Voice of the People works with the University of Maryland’s Program for Public Consultation to develop policymaking simulations on a wide range of issues facing Congress. VOP uses the simulations to survey large representative samples in states and congressional districts, but anyone can go through a simulation to get informed and make their voice heard. A simulation takes just 10 to 20 minutes. Go ahead and do it!
Creating Citizen Cabinets
VOP is working to create what are called "Citizen Cabinets" — nationally and in congressional districts and states — that will:
1. Give the public a more effective voice in government decision-making, and
2. Enable Members of Congress to take into account the views of their constituents as a whole before casting legislative votes.

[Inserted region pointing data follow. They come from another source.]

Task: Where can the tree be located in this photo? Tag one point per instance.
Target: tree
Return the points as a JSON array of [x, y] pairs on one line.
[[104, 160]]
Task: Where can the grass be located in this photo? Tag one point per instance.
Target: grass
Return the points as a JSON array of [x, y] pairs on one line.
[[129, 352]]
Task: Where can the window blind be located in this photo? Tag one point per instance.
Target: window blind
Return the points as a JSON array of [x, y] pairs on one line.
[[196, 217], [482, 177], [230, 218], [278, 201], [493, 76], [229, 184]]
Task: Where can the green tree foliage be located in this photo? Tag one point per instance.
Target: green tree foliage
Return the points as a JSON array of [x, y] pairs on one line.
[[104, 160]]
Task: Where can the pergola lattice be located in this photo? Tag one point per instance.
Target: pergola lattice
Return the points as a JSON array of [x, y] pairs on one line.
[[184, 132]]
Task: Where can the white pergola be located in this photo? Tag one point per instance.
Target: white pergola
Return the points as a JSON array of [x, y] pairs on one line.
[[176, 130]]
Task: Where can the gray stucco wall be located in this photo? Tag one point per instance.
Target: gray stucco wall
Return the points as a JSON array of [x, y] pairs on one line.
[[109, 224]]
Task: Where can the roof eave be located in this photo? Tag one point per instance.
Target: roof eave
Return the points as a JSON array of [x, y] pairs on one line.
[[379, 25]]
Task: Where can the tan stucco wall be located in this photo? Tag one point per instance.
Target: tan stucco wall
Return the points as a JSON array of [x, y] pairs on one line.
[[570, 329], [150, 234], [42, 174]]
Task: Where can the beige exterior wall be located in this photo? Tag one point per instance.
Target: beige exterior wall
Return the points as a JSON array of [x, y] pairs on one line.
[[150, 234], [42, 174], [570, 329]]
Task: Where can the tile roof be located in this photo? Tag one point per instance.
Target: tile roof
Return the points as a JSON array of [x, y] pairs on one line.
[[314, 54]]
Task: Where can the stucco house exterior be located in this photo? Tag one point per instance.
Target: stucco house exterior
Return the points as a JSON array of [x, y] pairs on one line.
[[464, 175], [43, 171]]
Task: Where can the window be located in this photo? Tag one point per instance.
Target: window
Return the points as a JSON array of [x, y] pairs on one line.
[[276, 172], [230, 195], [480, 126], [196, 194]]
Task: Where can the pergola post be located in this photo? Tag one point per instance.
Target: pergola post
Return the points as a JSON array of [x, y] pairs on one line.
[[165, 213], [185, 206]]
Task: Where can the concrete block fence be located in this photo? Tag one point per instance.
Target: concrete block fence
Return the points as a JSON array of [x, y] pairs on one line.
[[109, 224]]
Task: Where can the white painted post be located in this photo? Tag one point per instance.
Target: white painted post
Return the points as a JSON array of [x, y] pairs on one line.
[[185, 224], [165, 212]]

Citizen Cabinets are large panels of citizens who go through interactive policymaking simulations that put citizens in the shoes of policymakers. All residents of a district/state are invited to join the Citizen Cabinet. Recommendations made by Citizen Cabinet members are aggregated and scientifically weighted to mirror the makeup of the congressional district/state. Results are conveyed to Members of Congress, and made public.
What The People Say
Voice of the People works to identify the public’s views on public policy by surveying large representative samples of Americans — nationally and in states and congressional districts. While Congress is often too polarized to solve many of our nation’s pressing issues, VOP has found a remarkable degree of consensus among the American people on a wide range of policy matters.
VOP uses online interactive policymaking simulations that are more informative than traditional polls. The findings provide policymakers a deeper understanding of the views and values of their constituents as a whole, than what they now receive by listening only to those who write or call their offices.